Provocar mais sofrimento inútil
1- Na segunda-feira, dia 8 de janeiro, alguns jornais, como o Público em Portugal, noticiavam que a administração Trump decidiu colocar sob ameaça de deportação 200 mil salvadorenhos. Milhares de famílias, milhares de crianças que, desde 2001, ou em alguns casos antes disso, residiam nos EUA, maioritariamente ao abrigo de um estatuto especial atribuído na sequência da devastação provocada pelo grande terramoto que naquele ano devastou São Salvador, foram agora alvo de uma decisão aparentemente absurda. Absurda porque não resultou de um qualquer problema colocado pelas pessoas agora ameaçadas de deportação, hoje mais americanas do que salvadorenhas, sobretudo no caso das crianças que cresceram nos EUA como americanos. Porquê?
2- Já antes, no início de dezembro último, Trump tinha decidido, unilateralmente, mudar a embaixada norte-americana em Israel de Telavive para Jerusalém, aumentando, assim, os riscos de insegurança e instabilidade na região, reacendendo ódios e provocando novos protestos e conflitos violentos. Fê-lo sem que nada ou ninguém o tivesse solicitado e sem qualquer preocupação em articular a sua decisão com os aliados dos EUA, com os países da região, com as organizações internacionais ou com os processos de negociação entre israelitas e palestinianos. Porquê?
3- Há muitas decisões da administração Trump que são objeto de discórdia generalizada. Por exemplo, as políticas que promove em domínios como os das alterações climáticas ou de regularização dos fluxos migratórios, as medidas protecionistas e de fechamento da economia americana que defende, pelo menos no plano da retórica, a sua contrarreforma fiscal ou as tentativas de desmantelamento do incipiente sistema público de saúde norte-americano criado por Obama. Podemos discordar de todas estas políticas, mas compreender, ao mesmo tempo, a sua racionalidade, o seu sentido: proteção de interesses particulares, transferência de recursos para os mais ricos, concentração do poder económico e alteração de equilíbrios com uma longa história na sociedade norte americana, diminuição dos poderes de regulação e de redistribuição do estado. Podemos discordar, mas compreender, ao mesmo tempo, a visão do mundo que as sustentam e os interesses que servem.

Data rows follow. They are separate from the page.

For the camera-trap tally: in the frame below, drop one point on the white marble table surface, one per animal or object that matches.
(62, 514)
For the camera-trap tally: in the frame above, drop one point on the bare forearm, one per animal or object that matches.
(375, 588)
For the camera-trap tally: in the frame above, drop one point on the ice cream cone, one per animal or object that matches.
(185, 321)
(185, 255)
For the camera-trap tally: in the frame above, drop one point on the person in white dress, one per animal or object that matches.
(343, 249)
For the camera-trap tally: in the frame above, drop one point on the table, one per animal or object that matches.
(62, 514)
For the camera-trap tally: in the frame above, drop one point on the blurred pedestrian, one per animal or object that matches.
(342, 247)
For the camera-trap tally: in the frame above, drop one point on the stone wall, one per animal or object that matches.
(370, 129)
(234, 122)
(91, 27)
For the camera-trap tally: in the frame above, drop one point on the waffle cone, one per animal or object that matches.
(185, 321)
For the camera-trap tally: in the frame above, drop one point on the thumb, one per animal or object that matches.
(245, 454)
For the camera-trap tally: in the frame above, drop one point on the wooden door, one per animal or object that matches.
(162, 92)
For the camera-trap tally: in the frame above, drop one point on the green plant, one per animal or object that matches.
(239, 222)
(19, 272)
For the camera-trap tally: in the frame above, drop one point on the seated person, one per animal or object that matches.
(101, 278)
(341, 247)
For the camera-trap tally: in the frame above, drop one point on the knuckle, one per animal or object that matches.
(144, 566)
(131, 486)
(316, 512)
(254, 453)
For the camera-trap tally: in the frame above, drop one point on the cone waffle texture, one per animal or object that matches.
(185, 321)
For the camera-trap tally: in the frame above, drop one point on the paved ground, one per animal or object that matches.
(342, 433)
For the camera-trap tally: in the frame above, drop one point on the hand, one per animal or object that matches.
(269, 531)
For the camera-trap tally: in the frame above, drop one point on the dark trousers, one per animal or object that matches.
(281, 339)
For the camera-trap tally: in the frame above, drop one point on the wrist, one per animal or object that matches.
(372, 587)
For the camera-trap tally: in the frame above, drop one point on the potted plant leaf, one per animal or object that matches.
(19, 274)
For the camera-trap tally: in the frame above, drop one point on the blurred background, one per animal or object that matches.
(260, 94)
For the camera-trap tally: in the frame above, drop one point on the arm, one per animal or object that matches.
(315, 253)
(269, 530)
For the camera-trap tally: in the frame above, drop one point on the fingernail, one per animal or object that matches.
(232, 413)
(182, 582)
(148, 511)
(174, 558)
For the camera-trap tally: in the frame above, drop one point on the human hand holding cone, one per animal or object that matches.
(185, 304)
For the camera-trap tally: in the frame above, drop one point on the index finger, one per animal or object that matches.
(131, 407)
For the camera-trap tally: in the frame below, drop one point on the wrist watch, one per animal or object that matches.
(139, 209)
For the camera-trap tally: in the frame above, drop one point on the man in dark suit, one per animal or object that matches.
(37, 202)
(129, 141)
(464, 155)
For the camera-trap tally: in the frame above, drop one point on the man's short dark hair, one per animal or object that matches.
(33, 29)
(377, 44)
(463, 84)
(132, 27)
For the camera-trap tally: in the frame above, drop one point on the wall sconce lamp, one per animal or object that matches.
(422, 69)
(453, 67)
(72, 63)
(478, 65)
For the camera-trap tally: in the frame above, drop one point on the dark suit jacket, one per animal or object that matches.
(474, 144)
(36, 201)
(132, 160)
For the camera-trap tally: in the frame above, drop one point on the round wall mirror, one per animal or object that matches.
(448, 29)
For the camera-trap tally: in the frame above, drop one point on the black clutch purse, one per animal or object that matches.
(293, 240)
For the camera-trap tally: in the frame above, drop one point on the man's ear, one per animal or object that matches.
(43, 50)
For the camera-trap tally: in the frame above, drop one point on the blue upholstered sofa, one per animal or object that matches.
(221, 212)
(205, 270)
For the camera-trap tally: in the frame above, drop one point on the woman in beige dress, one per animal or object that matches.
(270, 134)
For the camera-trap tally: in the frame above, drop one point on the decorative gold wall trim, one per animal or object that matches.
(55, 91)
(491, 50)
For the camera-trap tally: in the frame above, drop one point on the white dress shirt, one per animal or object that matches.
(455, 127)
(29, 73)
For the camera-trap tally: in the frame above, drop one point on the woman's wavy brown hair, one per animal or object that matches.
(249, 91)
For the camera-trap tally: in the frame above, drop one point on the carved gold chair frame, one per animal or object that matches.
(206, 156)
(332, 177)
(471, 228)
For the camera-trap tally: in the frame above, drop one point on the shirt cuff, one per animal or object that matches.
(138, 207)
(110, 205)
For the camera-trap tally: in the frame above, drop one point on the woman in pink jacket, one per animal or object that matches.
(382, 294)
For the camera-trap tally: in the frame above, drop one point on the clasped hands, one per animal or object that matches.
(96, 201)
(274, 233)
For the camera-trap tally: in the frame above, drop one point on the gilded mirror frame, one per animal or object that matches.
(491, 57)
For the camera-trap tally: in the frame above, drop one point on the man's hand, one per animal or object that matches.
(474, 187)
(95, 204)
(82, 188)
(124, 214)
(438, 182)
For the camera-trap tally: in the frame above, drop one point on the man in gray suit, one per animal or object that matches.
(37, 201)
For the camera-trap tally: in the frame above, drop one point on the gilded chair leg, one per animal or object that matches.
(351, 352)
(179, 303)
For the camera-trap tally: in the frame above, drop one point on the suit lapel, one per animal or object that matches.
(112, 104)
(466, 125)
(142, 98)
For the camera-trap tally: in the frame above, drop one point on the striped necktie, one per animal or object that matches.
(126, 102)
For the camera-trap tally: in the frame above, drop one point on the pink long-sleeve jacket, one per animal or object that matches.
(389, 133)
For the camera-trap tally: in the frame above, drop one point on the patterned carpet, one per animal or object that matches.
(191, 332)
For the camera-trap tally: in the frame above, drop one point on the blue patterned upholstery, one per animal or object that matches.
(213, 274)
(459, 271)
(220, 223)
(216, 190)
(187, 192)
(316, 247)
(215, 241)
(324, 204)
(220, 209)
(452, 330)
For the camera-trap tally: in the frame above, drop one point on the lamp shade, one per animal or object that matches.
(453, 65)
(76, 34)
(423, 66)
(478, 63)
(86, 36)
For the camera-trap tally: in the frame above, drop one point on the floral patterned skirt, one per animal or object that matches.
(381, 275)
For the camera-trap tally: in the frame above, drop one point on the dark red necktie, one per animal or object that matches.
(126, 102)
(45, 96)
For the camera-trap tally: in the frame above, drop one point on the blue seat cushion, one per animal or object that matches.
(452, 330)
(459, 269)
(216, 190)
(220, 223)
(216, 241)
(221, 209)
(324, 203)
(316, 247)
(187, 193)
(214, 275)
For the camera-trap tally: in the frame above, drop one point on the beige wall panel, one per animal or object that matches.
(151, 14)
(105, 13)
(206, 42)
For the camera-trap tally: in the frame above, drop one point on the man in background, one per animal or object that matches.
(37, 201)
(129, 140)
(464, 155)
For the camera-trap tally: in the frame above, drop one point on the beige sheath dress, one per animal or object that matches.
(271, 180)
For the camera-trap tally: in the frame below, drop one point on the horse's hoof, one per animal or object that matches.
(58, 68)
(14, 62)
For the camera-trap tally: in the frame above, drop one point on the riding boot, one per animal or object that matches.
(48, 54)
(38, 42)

4- Porém, as duas decisões da administração Trump que referi de início, de deportação de milhares de famílias salvadorenhas e de transferência da embaixada para Jerusalém, são de uma outra natureza e colocam Trump no patamar da política mais radical de afirmação de uma ideologia independentemente das suas consequências para terceiros. São medidas de política que visam uma exibição despudorada de poder e que têm como principal consequência infligir sofrimento inútil a milhares de seres humanos. E infligir sofrimento inútil é, verdadeiramente, o contrário do que a política deveria ser. Os políticos não são todos iguais e as políticas não são todas da mesma natureza. E a primeira diferença entre elas não é serem de esquerda ou de direita, é serem políticas decentes, que procuram resolver problemas, remover sofrimento e melhorar a vida das pessoas, mesmo que de modos controversos ou beneficiando mais uns do que outros. Diferentes de políticas cruéis de afirmação de um ponto de vista particular ainda que à custa do agravamento do sofrimento humano.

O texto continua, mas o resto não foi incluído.